The Austrian theory does not require aggregates because it is not going to advocate any government interference. It is simply going to watch while the business cycle works its way through the economy, bankrupting firms and depriving families, until entrepreneurs once again find that there are too few skilled workers, and start to hire `foreigners´. It explains, but does not intervene. 

Non-intervention is better than bad intervention, and that is the virtue of the Austrian school. But is it better than good intervention? I think not, and that is the weakness of the Austrian school. I think that it is morally impossible to sit back and watch capitalism at work. I mean impossible for a moral conscience. It is too easy for the wealthy to exploit the poor, the clever to cheat the foolish. And I think western civilisation has come to the same conclusion over the last thousand years, instituting taxes and charities, encouraged by a predominantly Christian view of heaven and hell.

But if that is the weakness of the Austrian School, what of its strengths? And do governments effect more harm that good? 

It is undoubtedly a weakness of democracies that they find it hard to raise sufficient revenue in taxes. Who, for example, campaigns for votes by offering to raise taxes? (Only in Scandinavia, and that one suspects is for predominantly climatic reasons.) So, I suggest that the fact that governments seem to get it wrong more often than right, may not be solely down to their (governmental) stupidity. (As for the newspapers and the voters, that is another matter, and I suspect that ignorance plays a considerable part.)  I like to think that, since 1936 when Keynes published his "General Theory", governments have, occasionally, mitigated the severity of the business cycle on the populations in their care, by providing relief, or work on infrastructural projects. 
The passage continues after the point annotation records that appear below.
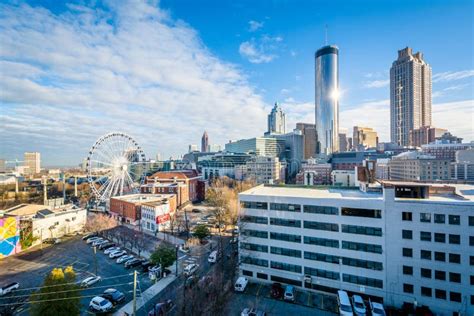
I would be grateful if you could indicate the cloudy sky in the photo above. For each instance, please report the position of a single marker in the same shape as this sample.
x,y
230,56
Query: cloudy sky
x,y
164,72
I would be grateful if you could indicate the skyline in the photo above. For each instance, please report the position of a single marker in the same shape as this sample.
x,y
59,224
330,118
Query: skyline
x,y
85,72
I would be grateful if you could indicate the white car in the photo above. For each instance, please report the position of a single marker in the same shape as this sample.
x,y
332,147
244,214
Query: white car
x,y
190,269
110,250
100,304
124,258
117,254
359,306
90,281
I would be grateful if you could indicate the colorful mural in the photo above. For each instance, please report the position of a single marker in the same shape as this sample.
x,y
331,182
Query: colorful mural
x,y
9,236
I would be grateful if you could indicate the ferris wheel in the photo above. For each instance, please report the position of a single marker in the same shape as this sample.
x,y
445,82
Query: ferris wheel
x,y
115,166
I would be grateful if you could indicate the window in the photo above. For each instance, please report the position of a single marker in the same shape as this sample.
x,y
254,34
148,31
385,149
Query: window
x,y
285,237
454,239
454,258
425,236
328,210
285,222
425,291
440,275
358,246
321,226
440,218
360,212
407,252
333,243
440,256
425,273
361,230
425,217
408,270
439,237
454,220
286,252
407,288
425,254
407,234
454,277
441,294
455,297
407,216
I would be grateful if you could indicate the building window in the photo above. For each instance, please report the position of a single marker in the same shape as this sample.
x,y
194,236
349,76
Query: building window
x,y
425,254
440,275
425,217
440,237
425,273
454,220
407,216
408,270
407,288
440,218
407,234
455,239
426,291
407,252
454,277
425,236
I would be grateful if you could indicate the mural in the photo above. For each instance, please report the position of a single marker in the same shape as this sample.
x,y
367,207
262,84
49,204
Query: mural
x,y
9,236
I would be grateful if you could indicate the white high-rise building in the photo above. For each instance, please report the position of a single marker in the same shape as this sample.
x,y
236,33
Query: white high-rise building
x,y
410,95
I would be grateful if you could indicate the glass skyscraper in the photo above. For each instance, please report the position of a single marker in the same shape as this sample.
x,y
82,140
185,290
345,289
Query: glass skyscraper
x,y
326,100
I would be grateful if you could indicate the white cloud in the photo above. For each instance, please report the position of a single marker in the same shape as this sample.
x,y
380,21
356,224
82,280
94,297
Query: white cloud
x,y
255,25
452,75
66,79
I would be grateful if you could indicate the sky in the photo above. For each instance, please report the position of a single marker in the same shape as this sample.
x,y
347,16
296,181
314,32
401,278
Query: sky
x,y
164,72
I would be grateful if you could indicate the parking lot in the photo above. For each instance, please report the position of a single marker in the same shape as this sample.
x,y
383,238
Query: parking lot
x,y
30,269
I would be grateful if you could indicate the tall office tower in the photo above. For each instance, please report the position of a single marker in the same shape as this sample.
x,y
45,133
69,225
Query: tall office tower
x,y
204,142
410,95
32,160
309,134
364,137
326,100
276,121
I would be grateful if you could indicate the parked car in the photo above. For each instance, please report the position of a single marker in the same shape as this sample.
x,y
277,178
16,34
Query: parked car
x,y
252,312
277,290
289,293
117,254
190,269
376,308
345,308
241,284
9,288
100,304
90,281
162,308
124,258
111,249
114,296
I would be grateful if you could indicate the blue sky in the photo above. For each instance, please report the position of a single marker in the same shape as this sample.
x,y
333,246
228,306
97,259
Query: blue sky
x,y
165,72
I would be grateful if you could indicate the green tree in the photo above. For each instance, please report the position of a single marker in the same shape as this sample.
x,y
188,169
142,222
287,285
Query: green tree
x,y
201,231
163,255
58,296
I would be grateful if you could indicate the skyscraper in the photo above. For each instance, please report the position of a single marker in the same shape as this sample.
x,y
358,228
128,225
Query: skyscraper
x,y
204,142
410,95
326,100
276,121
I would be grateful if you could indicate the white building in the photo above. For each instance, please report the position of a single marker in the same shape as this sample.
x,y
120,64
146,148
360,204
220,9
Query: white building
x,y
410,243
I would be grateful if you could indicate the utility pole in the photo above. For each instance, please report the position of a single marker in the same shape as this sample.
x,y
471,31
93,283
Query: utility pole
x,y
134,292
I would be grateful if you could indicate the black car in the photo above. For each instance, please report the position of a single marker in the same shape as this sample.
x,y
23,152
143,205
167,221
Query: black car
x,y
114,296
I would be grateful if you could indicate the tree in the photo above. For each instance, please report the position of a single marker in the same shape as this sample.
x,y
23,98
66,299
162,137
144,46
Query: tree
x,y
58,296
201,232
163,255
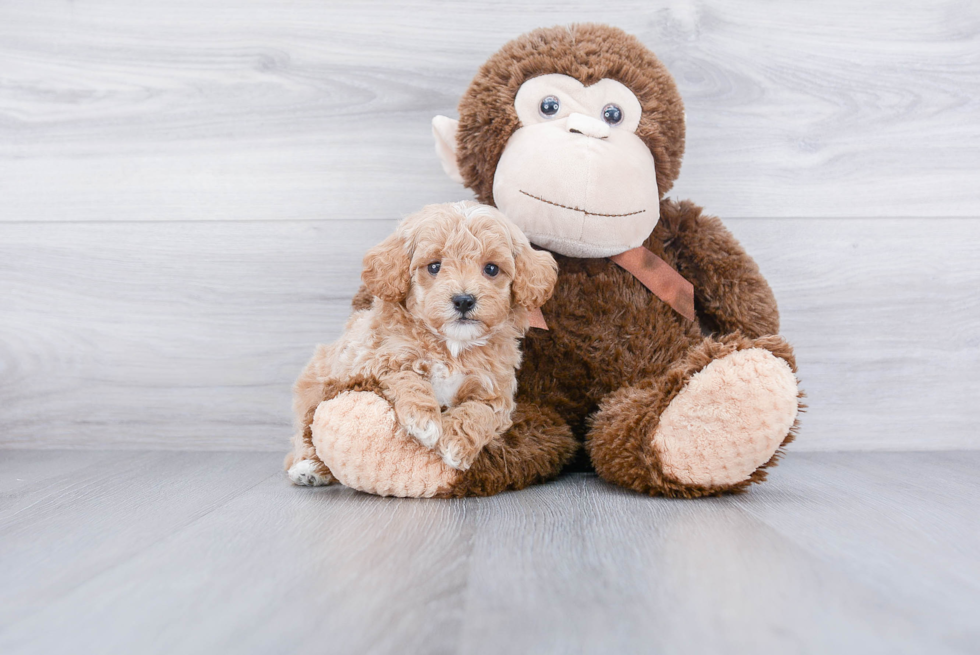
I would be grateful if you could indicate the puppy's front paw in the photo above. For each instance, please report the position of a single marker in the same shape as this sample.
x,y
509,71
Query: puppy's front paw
x,y
309,473
421,420
458,451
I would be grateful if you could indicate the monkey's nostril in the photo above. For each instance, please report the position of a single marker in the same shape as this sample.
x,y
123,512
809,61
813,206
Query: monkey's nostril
x,y
464,303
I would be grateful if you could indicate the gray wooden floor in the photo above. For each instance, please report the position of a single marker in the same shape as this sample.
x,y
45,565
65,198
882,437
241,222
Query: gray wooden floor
x,y
178,552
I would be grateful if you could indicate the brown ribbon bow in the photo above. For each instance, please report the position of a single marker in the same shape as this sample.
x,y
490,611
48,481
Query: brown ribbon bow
x,y
656,275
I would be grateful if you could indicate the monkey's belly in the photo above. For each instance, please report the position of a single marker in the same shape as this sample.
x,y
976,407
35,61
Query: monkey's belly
x,y
606,331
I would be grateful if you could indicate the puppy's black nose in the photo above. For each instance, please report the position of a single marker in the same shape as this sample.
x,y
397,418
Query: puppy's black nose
x,y
464,303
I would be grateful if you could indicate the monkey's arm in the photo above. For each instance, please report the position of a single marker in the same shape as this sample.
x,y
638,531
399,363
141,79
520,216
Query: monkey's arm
x,y
730,292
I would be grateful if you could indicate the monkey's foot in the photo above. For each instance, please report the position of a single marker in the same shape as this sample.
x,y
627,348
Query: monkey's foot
x,y
728,420
358,438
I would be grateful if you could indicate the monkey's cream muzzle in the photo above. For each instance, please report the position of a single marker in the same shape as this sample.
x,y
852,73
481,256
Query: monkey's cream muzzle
x,y
572,182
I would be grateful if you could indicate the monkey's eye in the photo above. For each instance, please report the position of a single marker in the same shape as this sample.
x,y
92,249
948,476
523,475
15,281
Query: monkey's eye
x,y
612,114
549,106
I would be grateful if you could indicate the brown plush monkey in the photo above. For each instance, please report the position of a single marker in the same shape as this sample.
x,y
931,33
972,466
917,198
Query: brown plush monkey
x,y
576,134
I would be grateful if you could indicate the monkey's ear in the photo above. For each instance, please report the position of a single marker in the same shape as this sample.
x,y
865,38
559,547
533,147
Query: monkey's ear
x,y
387,269
444,131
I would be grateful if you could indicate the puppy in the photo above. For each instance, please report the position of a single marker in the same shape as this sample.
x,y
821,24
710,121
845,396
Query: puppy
x,y
452,289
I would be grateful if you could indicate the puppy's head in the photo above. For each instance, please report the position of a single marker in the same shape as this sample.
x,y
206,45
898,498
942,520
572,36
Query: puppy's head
x,y
461,269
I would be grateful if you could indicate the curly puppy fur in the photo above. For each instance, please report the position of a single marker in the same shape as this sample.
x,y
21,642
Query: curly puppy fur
x,y
615,356
448,372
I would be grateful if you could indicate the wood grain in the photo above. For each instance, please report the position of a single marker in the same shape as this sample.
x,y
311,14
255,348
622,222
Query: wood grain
x,y
189,335
855,552
314,110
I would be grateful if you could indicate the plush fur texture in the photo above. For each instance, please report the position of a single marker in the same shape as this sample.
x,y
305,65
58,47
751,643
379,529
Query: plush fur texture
x,y
664,405
588,53
449,373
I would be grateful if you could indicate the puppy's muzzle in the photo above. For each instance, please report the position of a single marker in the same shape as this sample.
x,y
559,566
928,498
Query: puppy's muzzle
x,y
464,303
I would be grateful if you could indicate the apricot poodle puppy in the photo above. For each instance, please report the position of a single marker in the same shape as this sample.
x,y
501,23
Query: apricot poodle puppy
x,y
452,290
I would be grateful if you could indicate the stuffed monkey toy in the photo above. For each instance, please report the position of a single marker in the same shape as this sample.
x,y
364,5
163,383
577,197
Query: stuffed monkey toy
x,y
661,351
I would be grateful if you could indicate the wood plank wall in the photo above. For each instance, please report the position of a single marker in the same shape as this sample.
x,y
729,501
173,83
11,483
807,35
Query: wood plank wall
x,y
186,190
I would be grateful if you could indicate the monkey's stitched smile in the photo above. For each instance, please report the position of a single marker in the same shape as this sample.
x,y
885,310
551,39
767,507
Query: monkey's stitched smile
x,y
576,209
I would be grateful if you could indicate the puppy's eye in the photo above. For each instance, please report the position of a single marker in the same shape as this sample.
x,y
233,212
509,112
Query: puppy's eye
x,y
612,114
549,106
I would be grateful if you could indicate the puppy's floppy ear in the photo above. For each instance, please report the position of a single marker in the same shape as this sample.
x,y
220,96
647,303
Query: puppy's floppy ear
x,y
387,268
535,274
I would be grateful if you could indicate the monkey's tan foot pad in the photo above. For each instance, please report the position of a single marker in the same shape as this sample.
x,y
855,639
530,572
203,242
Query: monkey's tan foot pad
x,y
728,420
357,437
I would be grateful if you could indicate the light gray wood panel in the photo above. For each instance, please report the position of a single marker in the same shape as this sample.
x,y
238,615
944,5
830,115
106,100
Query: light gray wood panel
x,y
282,569
91,521
854,552
906,528
254,110
189,335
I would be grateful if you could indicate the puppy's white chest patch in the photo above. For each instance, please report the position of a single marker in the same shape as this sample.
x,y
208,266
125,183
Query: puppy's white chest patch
x,y
445,384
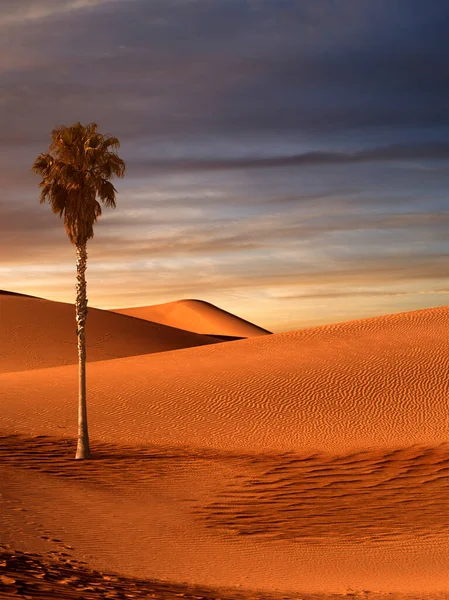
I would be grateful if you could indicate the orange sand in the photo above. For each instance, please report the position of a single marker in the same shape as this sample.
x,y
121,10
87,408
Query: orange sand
x,y
36,333
303,462
197,316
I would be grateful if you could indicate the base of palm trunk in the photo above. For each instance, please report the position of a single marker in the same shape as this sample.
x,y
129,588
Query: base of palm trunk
x,y
82,452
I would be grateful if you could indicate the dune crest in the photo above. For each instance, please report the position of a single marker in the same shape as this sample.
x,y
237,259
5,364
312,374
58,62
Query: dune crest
x,y
312,463
197,316
37,333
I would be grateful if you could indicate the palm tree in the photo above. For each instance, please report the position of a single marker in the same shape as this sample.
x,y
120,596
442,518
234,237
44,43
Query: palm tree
x,y
76,173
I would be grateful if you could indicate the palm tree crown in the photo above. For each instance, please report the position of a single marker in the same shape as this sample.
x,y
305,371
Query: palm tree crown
x,y
75,173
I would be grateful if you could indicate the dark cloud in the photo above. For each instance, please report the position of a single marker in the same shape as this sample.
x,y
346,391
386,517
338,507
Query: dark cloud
x,y
423,151
211,100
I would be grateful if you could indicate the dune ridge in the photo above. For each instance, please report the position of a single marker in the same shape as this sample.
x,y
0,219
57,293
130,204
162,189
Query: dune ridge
x,y
197,316
37,333
312,463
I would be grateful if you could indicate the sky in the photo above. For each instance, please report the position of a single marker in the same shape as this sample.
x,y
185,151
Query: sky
x,y
287,160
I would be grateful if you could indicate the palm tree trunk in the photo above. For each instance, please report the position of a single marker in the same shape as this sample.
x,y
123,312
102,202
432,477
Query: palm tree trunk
x,y
83,449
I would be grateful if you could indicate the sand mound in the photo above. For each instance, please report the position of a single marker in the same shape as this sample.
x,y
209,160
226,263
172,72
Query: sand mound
x,y
373,382
313,462
197,316
37,333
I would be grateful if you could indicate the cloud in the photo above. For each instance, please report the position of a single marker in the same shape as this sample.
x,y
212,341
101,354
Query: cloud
x,y
393,152
12,13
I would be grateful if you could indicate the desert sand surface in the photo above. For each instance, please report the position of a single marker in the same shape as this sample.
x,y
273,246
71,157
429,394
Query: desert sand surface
x,y
197,316
309,464
37,333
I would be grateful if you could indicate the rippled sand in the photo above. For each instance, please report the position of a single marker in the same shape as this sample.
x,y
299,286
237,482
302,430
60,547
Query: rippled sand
x,y
310,462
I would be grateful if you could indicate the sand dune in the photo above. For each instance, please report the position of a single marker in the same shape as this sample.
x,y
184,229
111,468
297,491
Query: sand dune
x,y
37,333
197,316
309,462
Tinkering with bank rate has its limitations, and I am not yet convinced of the benefits of "quantitive easing", except benefits for the bankers, for I am skeptical of the extent of "trickle-down".

(#  I realize that the order in which businesses become profitable one after the other will be slightly different when the price rise is general (as it might be if government intervenes) compared with the diverse price rises that pure market forces can devise. The Keynesian result will not be identical to the Austrian result.)